먼저 터미널에서 아래 명령어로 MLflow를 활성화한다.

mlflow server --host 0.0.0.0 --port 5001

이 명령은 http://127.0.0.1:5001/에서 MLflow UI를 연다.

그 다음 터미널에서 아래 명령어를 실행한다.

python main.py --demo

이 명령은 3개의 쿼리를 자동으로 실행하고 모든 결과를 MLflow에 로깅한다. 각 요청이 MLflow UI에서 완전히 추적 가능하며, 모든 결정, 도구 호출, LLM 상호작용이 노출된다.

[턴 1] 사용자: 성공적으로 배송된 주문은 몇 개인가?
→ SQL 

[턴 2] 사용자: 2024년 브라질의 최신 이커머스 트렌드는?
→ 웹 검색 

[턴 3] 사용자: 전자제품에 대한 반품 정책은 어떻게 되나?
→ RAG

실제 터미널 출력:

Graph visualization saved to agent_graph.png

════════════════════════════════════════════════════════════
  DEMO MODE — Scripted Multi-Turn Conversation
════════════════════════════════════════════════════════════

────────────────────────────────────────────────────────────
[Turn 1] USER: How many orders were delivered successfully?
────────────────────────────────────────────────────────────

[router] → SQL  |  The question asks for a specific count of orders, which is data that resides in the database.
[sql_node] Generating and executing SQL …
[sql_node] SQL: SELECT COUNT(o.order_id) AS delivered_orders_count
FROM orders AS o
WHERE o.order_status = 'delivered'
LIMIT 50;
[sql_node] 1 rows returned.
[synthesise_node] Answer ready (279 chars).

ASSISTANT:
### Summary of Delivered Orders

The total number of orders that were successfully delivered is **87,428**. 

This figure indicates the volume of completed transactions where the order status is marked as 'delivered'. If you need further insights or breakdowns, feel free to ask!

────────────────────────────────────────────────────────────
[Turn 2] USER: What are the latest e-commerce trends in Brazil for 2024?
────────────────────────────────────────────────────────────

[router] → WEB_SEARCH  |  The question asks about current events and trends in the e-commerce industry, specifically for Brazil in 2024.
[web_node] Searching the web …
[web_node] 5 results for query: 'What are the latest e-commerce trends in Brazil for 2024?'
[synthesise_node] Answer ready (1621 chars).

ASSISTANT:
### Latest E-commerce Trends in Brazil for 2024

1. **Market Size and Growth**:
   - Brazil's retail e-commerce market is projected to reach **$81.74 billion** in sales, making it the largest in Latin America (Source: [eMarketer](https://www.emarketer.com/content/retail-ecommerce-digital-buyer-trends-2024-brazil)).
   - The market is expected to grow at a **CAGR of 30%** through 2024, indicating robust expansion (Source: [Merchant Risk Council](https://merchantriskcouncil.org/learning/resource-center/member-news/blog/2021/brazilian-ecommerce-data)).

2. **Market Share**:
   - E-commerce in Brazil is anticipated to represent around **28.5%** of the total market share in the region, driven by increased digitalization and evolving consumer preferences (Source: [MBE Franchise](https://mbefranchise.com/blog/e-commerce-in-brazil-navigating-a-thriving-digital-landscape-in-2024-2/)).

3. **Future Projections**:
   - Revenue in the Brazilian e-commerce market is expected to reach **$48.26 billion** by 2025, with a projected annual growth rate of **10.14%** from 2025 to 2029 (Source: [Asendia USA](https://www.asendiausa.com/hubfs/Brazil%20Ecommerce%20Market%20Insights_infographic_Asendia%20USA.pdf)).
   - The B2C e-commerce market is forecasted to grow at a **CAGR of 17.7%** from 2024 to 2030 (Source: [Grand View Research](https://www.grandviewresearch.com/horizon/outlook/b2c-e-commerce-market/brazil)).
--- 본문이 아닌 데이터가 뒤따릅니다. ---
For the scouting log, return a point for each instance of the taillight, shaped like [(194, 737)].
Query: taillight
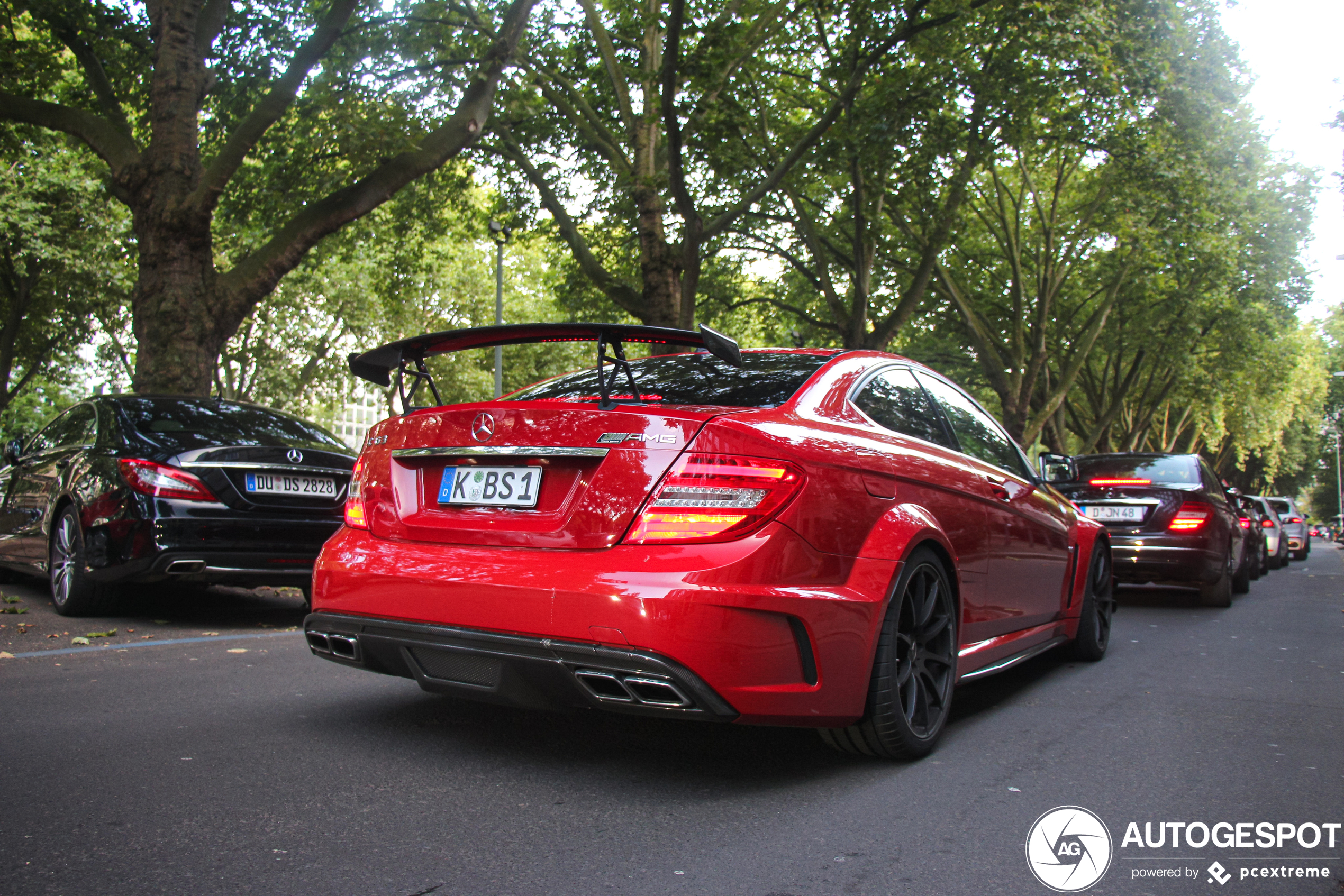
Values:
[(163, 481), (714, 497), (355, 518), (1190, 518)]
These trends highlight a thriving e-commerce landscape in Brazil, characterized by significant growth and increasing consumer engagement. For more detailed insights, you can explore the provided sources.

────────────────────────────────────────────────────────────
[Turn 3] USER: What does our return policy say about electronics?
────────────────────────────────────────────────────────────

[router] → RAG  |  The question asks for specific information about the return policy, which is likely contained in uploaded documents.
[rag_node] Retrieving document chunks …
[rag_tool] Loading embedding model: sentence-transformers/all-MiniLM-L6-v2 …
Loading weights: 100%|█████████████████████████████████| 103/103 [00:00<00:00, 7201.78it/s]
BertModel LOAD REPORT from: sentence-transformers/all-MiniLM-L6-v2
Key                     | Status     |  | 
------------------------+------------+--+-
embeddings.position_ids | UNEXPECTED |  | 

Notes:
- UNEXPECTED:   can be ignored when loading from different task/architecture; not ok if you expect identical arch.
[rag_node] 4 chunks retrieved from: ['shopbr_return_policy.pdf']
[synthesise_node] Answer ready (1158 chars).

ASSISTANT:
### Return Policy for Electronics at ShopBR

According to the ShopBR return policy, the following points are highlighted regarding electronics:

1. **Quality Standards**:
   - Electronics are subject to heightened quality standards due to their complexity and value.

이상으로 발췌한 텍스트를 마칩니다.